4. "We're locking up people we're pissed off at," said Bolton, the director of Metro Corrections. "We ought to be using this space for people we are afraid of." He said point blank, "jails don't work, prison doesn't work." He said  incarcerating people for possessing small amounts of marijuana—or people who are mentally ill—does not help keep society safe.

5. Kentucky spends $50 million annually incarcerating juveniles, most of whom are non-violent offenders. Hasan Davis, the state's commissioner of  juvenile justice, said we could put all the kids in the juvenile justice system in the Waldorf-Astoria hotel for a month, with room service, and it wouldn't equal up to what the state spends on incarcerating people younger than 18. According to the documentary, it costs nearly $87,000 a year to incarcerate one juvenile. A majority of the juveniles in custody are for status offenses, such as truancy, drugs, trouble at school or probation violations--not violent offenses.

6. Jails and prisons house 10 times more people who suffer from severe mental illness than mental hospitals. Keith Huff, once he was released, had 30 days to find the medication he needed to maintain his health. He didn't and eventually he was sent back into the state prison system. "When you don't have nothing, when you don't have hope, what the hell do you have?" he said. Prison reform policies geared toward early release of non-violent offenders opens up funding for providing treatment to those who need it, but don't have the option of exiting prison or jail.

7. Metro Corrections has room for 1,700 inmates, but "on any given day" houses up to 2,100 inmates. Bolton said inmates at the Jefferson County jail are being kept in the "nooks and crannies" and the jail in Louisville is "always over capacity."

8. "At any given time we are detoxing up to 90 people," Bolton said. He said since residential detox beds are always full, "more often than not, they come here, to jail."

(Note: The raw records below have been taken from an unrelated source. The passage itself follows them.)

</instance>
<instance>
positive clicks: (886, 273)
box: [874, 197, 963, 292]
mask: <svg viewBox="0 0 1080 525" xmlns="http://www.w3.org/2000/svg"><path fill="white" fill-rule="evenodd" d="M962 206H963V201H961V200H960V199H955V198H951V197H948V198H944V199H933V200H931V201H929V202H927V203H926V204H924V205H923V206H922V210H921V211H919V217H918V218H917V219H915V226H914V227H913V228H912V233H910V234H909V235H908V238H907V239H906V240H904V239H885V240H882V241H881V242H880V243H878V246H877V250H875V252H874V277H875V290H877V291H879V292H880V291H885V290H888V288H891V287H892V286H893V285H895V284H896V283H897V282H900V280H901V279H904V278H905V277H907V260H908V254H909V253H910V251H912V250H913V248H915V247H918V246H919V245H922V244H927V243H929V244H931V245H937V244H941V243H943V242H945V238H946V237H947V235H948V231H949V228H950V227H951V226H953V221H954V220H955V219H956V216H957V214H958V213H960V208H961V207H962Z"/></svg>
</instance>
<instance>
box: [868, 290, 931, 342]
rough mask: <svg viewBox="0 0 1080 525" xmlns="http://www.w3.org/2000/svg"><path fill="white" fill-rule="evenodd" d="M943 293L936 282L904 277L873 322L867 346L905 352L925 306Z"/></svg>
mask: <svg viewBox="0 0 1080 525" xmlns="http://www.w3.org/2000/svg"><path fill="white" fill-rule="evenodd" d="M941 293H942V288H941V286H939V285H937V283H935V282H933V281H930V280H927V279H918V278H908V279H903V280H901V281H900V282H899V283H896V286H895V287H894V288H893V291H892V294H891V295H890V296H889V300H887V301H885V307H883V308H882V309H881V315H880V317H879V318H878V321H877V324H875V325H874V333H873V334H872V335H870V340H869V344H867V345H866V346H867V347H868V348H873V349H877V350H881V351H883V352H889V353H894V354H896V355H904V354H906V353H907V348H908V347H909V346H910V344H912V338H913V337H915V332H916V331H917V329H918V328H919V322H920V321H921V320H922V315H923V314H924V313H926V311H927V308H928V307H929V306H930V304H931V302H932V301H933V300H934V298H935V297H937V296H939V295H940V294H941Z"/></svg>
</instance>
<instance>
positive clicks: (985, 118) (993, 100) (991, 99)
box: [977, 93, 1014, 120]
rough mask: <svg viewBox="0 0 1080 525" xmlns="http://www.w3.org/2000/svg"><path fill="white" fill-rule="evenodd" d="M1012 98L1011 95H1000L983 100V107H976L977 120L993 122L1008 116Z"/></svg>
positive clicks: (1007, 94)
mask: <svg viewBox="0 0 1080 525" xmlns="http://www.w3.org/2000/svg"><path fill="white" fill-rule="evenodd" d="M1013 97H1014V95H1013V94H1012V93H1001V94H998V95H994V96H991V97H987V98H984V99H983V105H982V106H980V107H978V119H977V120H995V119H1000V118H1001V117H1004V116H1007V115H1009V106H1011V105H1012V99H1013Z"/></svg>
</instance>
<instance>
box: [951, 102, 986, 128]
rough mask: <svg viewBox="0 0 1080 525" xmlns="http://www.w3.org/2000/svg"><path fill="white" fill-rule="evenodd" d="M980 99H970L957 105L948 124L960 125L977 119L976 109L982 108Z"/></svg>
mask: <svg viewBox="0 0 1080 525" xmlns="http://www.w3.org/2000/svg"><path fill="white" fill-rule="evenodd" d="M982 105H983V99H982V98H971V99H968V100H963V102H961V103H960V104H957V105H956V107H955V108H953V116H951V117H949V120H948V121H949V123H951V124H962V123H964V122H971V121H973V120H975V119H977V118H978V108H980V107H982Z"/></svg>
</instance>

9. The risk of recidivism is high—but not necessarily because released prisoners commit serious crimes, Stevenson said. Stevenson said "technical violations"—such as failure to pay monthly fines or failure to report to a parole or probation officer—often cause people to be sent back to prison for years or longer. Keith Huff said being released from prison isn't easy. "You kick me out on the street, tell me to 'do this, do that,' but at the end of the day I don't have clothes, I don't have food, I don't have transportation. What do you expect a man to do?"

10. At one point, the incarceration rate in Kentucky was nearly 3 times the national average, but the state was described in the documentary as a national model for decreasing incarceration rates. Over the past decade, Kentucky had a prison growth rate of 45 percent, the national average was 13 percent. The 2011 prison reform legislation is working to decrease prison and jail populations. Rep. John Tilley said the prison reform, though  controversial, will save an estimated $500,000,000 over 10  years. Since the prison reform law took effect, there were 1,300 fewer prisoners in Kentucky and almost 3,000 more spots in drug treatment programs.

Stevenson, the law professor at NYU, said the "big question" is if these declines can be sustained. "We recognize that we can't incarcerate ourselves out of these social problems," he said. "But we need a few years of steady decline before we can declare an end to an era." Tilley said for reform to be successful, we "need to distinguish who we're mad at and who we're afraid of."